- Brian Cornell has ended an 18-year long charitable program.
- Sales continue to fall for Target in light of new initiatives and core category growth.
- Target is finding its e-commerce growth slowing and its percentage of e-commerce sales falling year-over-year.
Show me what you got Target (NYSE:TGT)! That is likely what Target Corp. will have to do come its next earnings and sales report as the company missed revenue expectations and came in under its own guidance for Q1 2016. It’s important to note that Target’s 1 st quarter revenue results marked a 2 nd straight quarter of revenue declines. Will this trend continue into the 2 nd quarter of 2016 is anybody’s guess and likely why the stock may flounder a bit until the next reporting season.
Target has been much maligned for its policy adoption and implementation over the years and I can’t recall a time when it’s been quite as scrutinized as with its most recent bathroom policy. I discussed Target’s recent bathroom policy in an article titled “Target’s Inclusion/Bathroom Policy Might Find The Retailer Excluded By Customers“. Having said that there has been another policy decision that has gone under the radar when it comes to financial reporting media outlets. Investors may not have previously understood that Target decided to end its 18-year long Take Charge of Education charitable giving program.

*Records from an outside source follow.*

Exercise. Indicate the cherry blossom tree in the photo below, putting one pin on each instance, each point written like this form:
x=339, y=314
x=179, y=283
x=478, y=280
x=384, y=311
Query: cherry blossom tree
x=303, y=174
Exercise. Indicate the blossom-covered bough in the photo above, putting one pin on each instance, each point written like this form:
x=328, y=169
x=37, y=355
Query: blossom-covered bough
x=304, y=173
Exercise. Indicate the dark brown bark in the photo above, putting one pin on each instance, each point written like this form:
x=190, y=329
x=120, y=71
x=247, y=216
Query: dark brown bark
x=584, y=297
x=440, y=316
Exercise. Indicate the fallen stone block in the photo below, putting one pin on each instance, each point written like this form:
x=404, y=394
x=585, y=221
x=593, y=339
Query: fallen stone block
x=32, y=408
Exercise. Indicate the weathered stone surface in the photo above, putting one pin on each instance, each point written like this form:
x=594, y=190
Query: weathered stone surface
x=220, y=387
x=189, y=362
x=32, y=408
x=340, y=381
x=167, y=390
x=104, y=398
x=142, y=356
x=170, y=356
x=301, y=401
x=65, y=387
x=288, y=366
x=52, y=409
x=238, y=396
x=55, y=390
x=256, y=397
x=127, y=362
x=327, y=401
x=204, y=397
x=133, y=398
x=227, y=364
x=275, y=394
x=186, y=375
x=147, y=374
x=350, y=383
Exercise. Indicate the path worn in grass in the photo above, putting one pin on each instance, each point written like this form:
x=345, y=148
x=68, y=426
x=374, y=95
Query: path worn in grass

Target’s Take Charge of Education program, through which the company donates 1 percent of RedCard holders’ purchase total to a school of their choice ended in May. Over the last 18 years, Target has distributed more than $432 million to more than 100,000 schools across the U.S. through the initiative. While the Take Charge of Education program was a two-pronged effort by Target to give back to local communities and inspire RedCard purchases, the company has reportedly stated that only 10% of RedCard holders enrolled in the program over the 18 year run. Amy Koo, an analyst with Kantar Retail offering the following regarding this policy decision by Target’s CEO Brian Cornell:“If they are stepping back from education, I think that’s a mistake,” she added, noting that a number of grocers and drugstore chains already focus on health and hunger in their charitable giving.”